Utah Lights An Innovative Path To Matching Benefits With Work Realities

This op-ed originally appeared in Real Clear Markets on May 3, 2024.

The emergence of the gig economy has been a defining feature of the last decade as gig workers have emerged to take care of one-off tasks like grocery shopping, food delivery, dog walking, and more. However, as these side hustles have grown in popularity, a growing number of gig workers have come to rely on this nontraditional form of work as their primary source of income. This shift to full time gig work has come at the expense of traditional work-related benefits. That is, until last year, when Utah passed an innovative idea for portable benefits into law. 
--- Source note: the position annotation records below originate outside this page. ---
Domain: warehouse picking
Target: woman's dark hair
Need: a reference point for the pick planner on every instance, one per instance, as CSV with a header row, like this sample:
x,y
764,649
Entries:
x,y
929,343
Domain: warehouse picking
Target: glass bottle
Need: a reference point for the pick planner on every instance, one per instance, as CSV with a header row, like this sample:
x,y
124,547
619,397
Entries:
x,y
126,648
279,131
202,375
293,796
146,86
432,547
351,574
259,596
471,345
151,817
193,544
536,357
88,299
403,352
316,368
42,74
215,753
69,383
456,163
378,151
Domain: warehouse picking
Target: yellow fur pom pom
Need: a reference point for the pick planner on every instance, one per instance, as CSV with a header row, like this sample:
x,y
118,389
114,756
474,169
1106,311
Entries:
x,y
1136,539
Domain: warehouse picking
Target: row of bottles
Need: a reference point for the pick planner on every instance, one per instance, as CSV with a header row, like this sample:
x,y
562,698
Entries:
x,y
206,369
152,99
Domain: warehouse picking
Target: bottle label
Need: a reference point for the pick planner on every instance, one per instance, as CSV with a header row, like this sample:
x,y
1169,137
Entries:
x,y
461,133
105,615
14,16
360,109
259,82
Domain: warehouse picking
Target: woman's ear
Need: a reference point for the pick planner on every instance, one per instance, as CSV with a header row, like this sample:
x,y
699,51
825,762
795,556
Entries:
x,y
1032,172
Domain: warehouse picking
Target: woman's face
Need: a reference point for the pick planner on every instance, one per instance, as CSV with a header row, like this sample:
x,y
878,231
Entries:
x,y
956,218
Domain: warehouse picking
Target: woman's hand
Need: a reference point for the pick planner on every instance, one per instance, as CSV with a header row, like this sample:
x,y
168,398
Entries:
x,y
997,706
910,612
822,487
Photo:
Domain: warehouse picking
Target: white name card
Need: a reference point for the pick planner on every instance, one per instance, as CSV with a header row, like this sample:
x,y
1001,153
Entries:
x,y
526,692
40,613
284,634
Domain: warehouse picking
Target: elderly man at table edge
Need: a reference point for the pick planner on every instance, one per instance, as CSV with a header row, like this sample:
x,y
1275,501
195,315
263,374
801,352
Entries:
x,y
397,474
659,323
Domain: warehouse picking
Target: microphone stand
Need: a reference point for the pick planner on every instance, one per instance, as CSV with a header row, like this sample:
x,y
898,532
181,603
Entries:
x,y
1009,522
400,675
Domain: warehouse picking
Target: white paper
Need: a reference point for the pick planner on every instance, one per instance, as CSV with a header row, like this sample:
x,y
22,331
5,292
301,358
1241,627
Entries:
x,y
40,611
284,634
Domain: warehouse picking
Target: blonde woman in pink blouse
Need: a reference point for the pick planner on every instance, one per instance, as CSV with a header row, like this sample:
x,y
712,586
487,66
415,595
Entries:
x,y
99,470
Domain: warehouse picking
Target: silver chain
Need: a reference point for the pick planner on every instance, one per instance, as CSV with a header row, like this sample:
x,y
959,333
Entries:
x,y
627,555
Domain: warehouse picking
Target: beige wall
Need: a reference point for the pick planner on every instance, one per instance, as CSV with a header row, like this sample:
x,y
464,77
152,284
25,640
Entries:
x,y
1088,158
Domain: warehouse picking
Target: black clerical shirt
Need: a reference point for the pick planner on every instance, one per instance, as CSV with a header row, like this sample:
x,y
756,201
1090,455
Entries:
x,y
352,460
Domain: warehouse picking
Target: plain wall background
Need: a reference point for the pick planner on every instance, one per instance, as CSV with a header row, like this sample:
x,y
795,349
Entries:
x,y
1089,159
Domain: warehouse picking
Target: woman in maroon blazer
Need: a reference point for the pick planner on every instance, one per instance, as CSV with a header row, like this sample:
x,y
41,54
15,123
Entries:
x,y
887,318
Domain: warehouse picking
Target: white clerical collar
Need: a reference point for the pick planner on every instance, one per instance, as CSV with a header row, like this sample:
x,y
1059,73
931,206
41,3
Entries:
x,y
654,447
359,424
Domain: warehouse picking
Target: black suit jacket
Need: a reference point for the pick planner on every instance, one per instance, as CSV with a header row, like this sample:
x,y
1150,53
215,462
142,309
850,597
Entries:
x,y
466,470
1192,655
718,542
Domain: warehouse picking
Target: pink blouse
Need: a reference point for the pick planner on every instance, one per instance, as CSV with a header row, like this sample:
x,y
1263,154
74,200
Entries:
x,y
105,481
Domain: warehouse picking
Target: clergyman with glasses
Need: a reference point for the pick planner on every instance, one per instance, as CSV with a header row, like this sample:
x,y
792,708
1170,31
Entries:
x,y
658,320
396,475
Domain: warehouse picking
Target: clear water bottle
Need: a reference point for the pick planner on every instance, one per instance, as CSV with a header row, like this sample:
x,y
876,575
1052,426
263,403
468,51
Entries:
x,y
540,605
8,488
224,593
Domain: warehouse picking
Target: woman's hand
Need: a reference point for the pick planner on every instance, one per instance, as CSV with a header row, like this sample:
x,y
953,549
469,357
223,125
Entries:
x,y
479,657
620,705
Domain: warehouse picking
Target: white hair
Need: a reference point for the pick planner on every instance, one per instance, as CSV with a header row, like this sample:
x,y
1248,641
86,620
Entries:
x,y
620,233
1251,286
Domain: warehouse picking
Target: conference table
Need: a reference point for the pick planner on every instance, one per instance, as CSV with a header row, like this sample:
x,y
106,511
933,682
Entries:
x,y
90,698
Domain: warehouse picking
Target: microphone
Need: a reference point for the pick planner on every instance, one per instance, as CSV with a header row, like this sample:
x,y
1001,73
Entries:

The prevailing notion of work fifty years ago was a rigid nine-to-five shift. But the gig economy has transformed the way many think about work, serving as one of many examples of the way workers today can earn on their own terms. Despite this transformation, however, U.S. labor law has hardly budged from its roots in the workplaces of the past. An unintended side effect of this outdated regulatory structure is that full-time gig workers, hardly imagined decades ago, are unable to receive work-related benefits without giving up the flexibility these opportunities afford. 

Fortunately, in 2023, Utah passed SB 233, based on an innovative idea to open up gig worker access to portable benefits. SB 233 is a simple but powerful bill which allows companies in Utah to voluntarily contribute to worker-controlled “portable benefit plans,” without the fear of incurring employer liabilities. These plans were intended to be a diverse set of worker-related benefits that workers could pick-and-choose from, and maintain access to no matter who they work for.

Utah’s voluntary approach clearly deviated from the paths taken by states like California to mandate rideshare company contributions to a limited set of benefits. Yet, despite its near-unanimous bipartisan support in the Utah legislature, some viewed the bill as unrealistic and overly optimistic. However, one year later, and following a collaborative effort between industry, state regulators, academics, and nonprofit research organizations, the portable benefit plans envisioned in Utah’s SB 233 have begun to materialize. 

Recent months have witnessed the first glimpses of company-provided gig worker benefits in practice. Major announcements from delivery companies and investment apps represent a crucial progress toward the sustainability of the gig economy, whereby companies are stepping up to match flexible work with flexible worker benefits. 

But the most promising development to date, Stride Health’s new Portable Benefit Contribution Program, is something more long-term. Stride’s program, launched in Utah, would allow gig economy platforms to contribute to worker-controlled savings accounts which can then be used by workers to choose from a diverse set of benefits. 

Stride’s program is sure to be an industry-leading tool for gig economy platforms to support gig workers, attract better talent, and further legitimize the flexible future of work. But Stride’s decision to launch in Utah is a clear indication of what regulatory reform in labor policy can accomplish, in terms of positive outcomes for workers, when built atop of forward-looking ideas that embrace worker flexibility and industry innovation.

The path forward for gig workers in the U.S.—highlighted by Stride’s new program and the broader movement towards flexible worker benefits—is a future of work that’s not only flexible but also genuinely sustainable. What’s more, the reform passed in Utah, SB 233, offers a blueprint for a more secure and equitable labor market for independent workers.

For other states, and even the federal government, looking to improve the lives of gig workers, the experiences of those in Utah and beyond will serve as a testament to the power of collaboration and innovation in shaping the future of work.